Temps de trajet « normal » et salariés itinérants

Aux termes de l’article L. 3121-4 du Code du travail, le temps de déplacement professionnel pour se rendre sur le lieu d’exécution du contrat de travail n’est pas un temps de travail effectif et n’ouvre droit à une contrepartie sous forme de repos ou de compensation financière que dans l’hypothèse où il dépasse le temps normal de trajet entre le domicile et le lieu habituel de travail.

Les salariés itinérants ne sont pas exclus de l’application de l’article L.3121-4 du code du travail (Cass. soc. 31 mai 2006 n°04-45.217). Toutefois, pour ces salariés se pose la question de la détermination du temps de référence qui servira de base au calcul de la contrepartie.

Après quelques hésitations, la Cour de cassation a considéré que le temps de trajet de référence d’un salarié itinérant devait s’apprécier par référence au temps de trajet d’un salarié sédentaire. Elle a ainsi approuvé le raisonnement d’une cour d’appel, « qui a relevé que l’activité du salarié consistait à intervenir auprès des clients de l’entreprise, lesquels étaient répartis sur vingt départements, et dont la plupart étaient distants de plusieurs centaines de kilomètres de son domicile en a, implicitement, mais nécessairement, déduit que les temps de trajet du salarié pour se rendre de son domicile à ses lieux de travail dépassaient le temps normal de trajet d’un travailleur pour se rendre de son domicile à son lieu de travail habituel » (Cass. soc. 4 mai 2011 n°09-67.972)… lieu habituel de travail qui reste à définir quand il n’existe pas.

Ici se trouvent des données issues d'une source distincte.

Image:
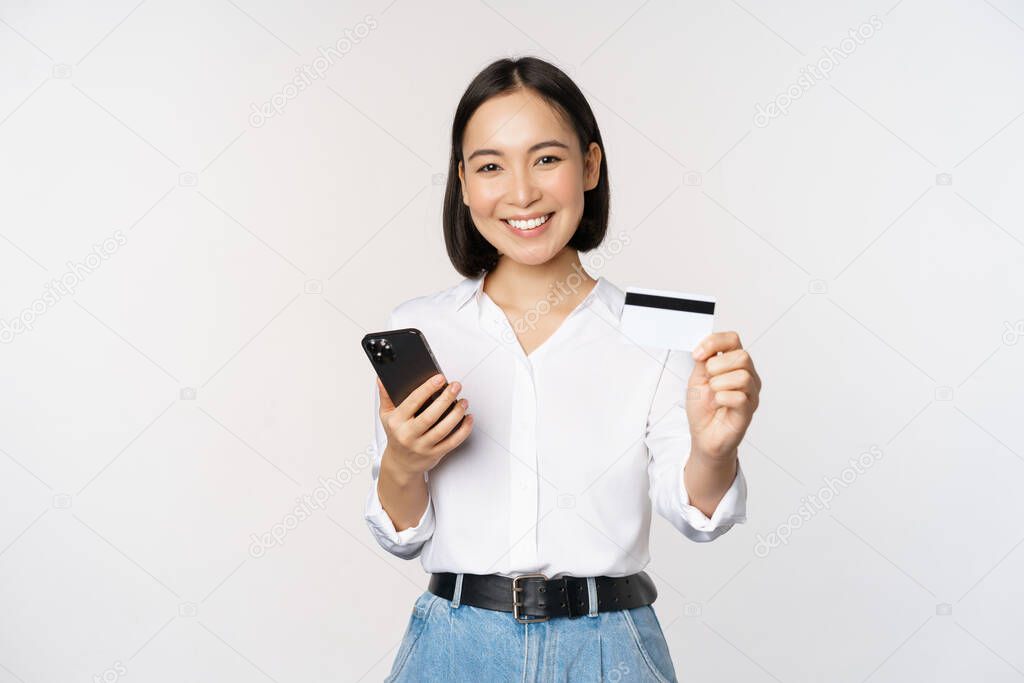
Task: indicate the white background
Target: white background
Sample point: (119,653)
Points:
(882,303)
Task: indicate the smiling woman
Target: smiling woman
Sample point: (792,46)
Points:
(536,534)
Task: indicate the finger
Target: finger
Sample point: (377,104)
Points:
(442,428)
(386,404)
(738,380)
(736,359)
(425,420)
(420,394)
(455,438)
(715,342)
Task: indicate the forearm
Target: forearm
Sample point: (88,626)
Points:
(707,479)
(403,496)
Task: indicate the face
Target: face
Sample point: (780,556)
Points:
(523,162)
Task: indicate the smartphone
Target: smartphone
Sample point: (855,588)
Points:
(403,360)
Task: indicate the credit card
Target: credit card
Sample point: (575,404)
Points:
(666,318)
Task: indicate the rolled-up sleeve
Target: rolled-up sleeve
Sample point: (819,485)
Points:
(408,543)
(668,439)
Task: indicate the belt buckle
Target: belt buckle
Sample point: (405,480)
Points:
(516,589)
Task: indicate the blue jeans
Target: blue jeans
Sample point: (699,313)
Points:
(451,642)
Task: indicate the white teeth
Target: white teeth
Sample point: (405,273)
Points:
(528,224)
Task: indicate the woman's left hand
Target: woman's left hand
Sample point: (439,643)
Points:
(722,394)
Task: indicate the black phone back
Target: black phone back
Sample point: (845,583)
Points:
(403,360)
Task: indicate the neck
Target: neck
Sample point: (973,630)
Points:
(561,281)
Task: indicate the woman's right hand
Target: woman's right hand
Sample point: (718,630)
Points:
(416,444)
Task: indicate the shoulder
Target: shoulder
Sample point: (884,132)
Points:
(427,305)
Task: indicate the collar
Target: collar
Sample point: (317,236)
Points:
(604,291)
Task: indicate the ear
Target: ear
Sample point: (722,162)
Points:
(592,167)
(462,184)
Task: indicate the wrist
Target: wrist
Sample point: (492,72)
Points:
(401,477)
(714,463)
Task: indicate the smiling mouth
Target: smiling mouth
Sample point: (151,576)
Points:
(530,224)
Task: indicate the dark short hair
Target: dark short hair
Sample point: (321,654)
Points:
(470,253)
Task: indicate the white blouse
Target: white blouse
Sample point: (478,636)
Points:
(570,444)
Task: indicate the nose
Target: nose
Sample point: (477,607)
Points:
(524,190)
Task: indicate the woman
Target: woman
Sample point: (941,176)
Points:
(532,517)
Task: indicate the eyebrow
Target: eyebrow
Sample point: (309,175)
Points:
(539,145)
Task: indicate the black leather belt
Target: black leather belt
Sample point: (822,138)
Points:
(534,597)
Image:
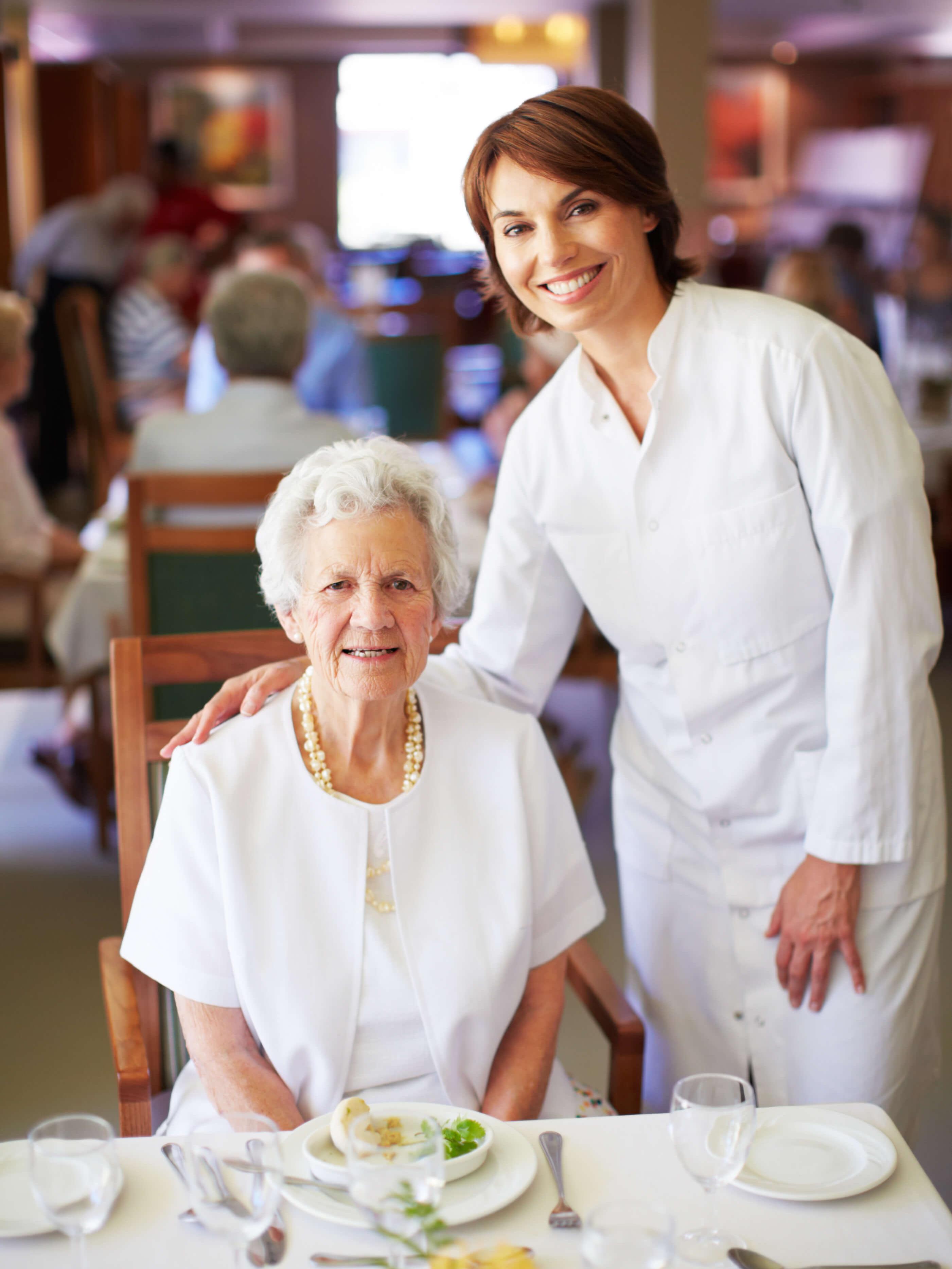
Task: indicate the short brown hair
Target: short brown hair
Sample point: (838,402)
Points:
(592,139)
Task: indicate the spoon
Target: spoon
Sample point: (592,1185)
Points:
(745,1259)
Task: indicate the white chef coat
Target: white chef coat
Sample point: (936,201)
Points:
(253,891)
(763,564)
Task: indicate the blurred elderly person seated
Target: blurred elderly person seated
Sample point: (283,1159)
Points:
(369,889)
(30,539)
(334,372)
(84,242)
(149,335)
(260,325)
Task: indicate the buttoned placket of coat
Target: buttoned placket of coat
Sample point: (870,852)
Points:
(745,1002)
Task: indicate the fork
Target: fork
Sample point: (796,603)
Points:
(562,1217)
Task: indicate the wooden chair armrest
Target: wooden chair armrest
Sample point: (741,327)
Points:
(127,1044)
(605,1001)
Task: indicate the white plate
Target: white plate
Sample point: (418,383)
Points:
(19,1214)
(508,1173)
(328,1164)
(810,1155)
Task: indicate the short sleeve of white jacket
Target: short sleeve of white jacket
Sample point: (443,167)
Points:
(567,903)
(862,475)
(177,932)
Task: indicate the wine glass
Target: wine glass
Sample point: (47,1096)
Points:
(628,1235)
(233,1197)
(75,1176)
(712,1124)
(398,1184)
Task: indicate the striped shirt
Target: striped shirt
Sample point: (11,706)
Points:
(149,337)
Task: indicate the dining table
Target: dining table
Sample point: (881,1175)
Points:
(605,1159)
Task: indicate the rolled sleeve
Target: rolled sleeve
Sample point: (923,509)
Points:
(567,901)
(861,470)
(177,929)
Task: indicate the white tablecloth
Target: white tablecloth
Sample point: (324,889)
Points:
(902,1220)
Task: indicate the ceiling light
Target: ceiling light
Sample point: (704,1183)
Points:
(510,30)
(565,29)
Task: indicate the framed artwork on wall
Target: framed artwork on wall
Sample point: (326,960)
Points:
(236,127)
(747,135)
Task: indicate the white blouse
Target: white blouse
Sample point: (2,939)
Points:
(24,525)
(763,564)
(253,893)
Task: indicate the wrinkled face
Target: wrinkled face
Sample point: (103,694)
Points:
(574,258)
(367,613)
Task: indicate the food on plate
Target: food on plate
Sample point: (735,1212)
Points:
(461,1136)
(342,1120)
(502,1257)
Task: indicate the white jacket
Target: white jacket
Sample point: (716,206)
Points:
(763,564)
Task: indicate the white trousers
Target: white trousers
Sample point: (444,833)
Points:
(704,980)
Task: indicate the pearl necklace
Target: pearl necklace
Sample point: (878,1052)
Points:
(317,761)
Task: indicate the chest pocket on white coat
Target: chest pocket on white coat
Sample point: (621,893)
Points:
(759,574)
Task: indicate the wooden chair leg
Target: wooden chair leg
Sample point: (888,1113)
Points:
(100,767)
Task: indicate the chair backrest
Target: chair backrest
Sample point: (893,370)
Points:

Dans un arrêt du 30 mars 2022, la Cour de cassation rappelle l’obligation pour l’employeur de respecter l’article L.3121-4 du code du travail pour les salariés itinérants, et reconnait aux juges le pouvoir d’apprécier le caractère suffisant ou non des contreparties versées en validant par conséquent le calcul fait par les juges d’appel d’un temps de trajet normal d’un salarié itinérant.

En l’espèce, un syndicat contestait le système de compensation des « surtemps » de trajet mis en place par voie unilatérale au sein d’une unité économique et sociale, pour les salariés itinérants, ne se rendant que rarement dans leur agence de rattachement. Le seuil de déclenchement des contreparties était fixé à deux heures, ce qui, pour le syndicat, était largement au-delà des temps moyens de trajets « domicile-travail » appréciés par la Darès au niveau national et en région parisienne.

La Cour de cassation approuve la Cour d’appel d’avoir déterminé le lieu habituel de travail d’un salarié itinérant comme « étant le lieu où se situe son agence de rattachement si tant est que celle-ci se situe à une distance raisonnable de son domicile », et ainsi définit le temps de trajet normal pour ce salarié comme le « temps normal de trajet entre le domicile et le lieu habituel de travail d’un salarié dans la région considérée ».

Elle a ensuite reconnu à la cour d’appel le pouvoir d’apprécier le montant de la contrepartie versée : « dans l’exercice de son pouvoir souverain d’appréciation des éléments de fait et de preuve, elle a estimé que les compensations accordées par la société étaient déconnectées de ces temps normaux de trajet, la « franchise », c’est-à-dire le temps de déplacement excédentaire non indemnisé, de près de 2 heures étant trop importante. »

Enfin, elle a approuvé les juges de la cour d’appel d’avoir ordonné « à ces sociétés de mettre en place un système de contreparties déterminées, région par région, en fonction du temps normal de trajet entre le domicile du salarié et le lieu habituel de travail qu’elle avait défini ».

L’office du juge en la matière est donc particulièrement étendu.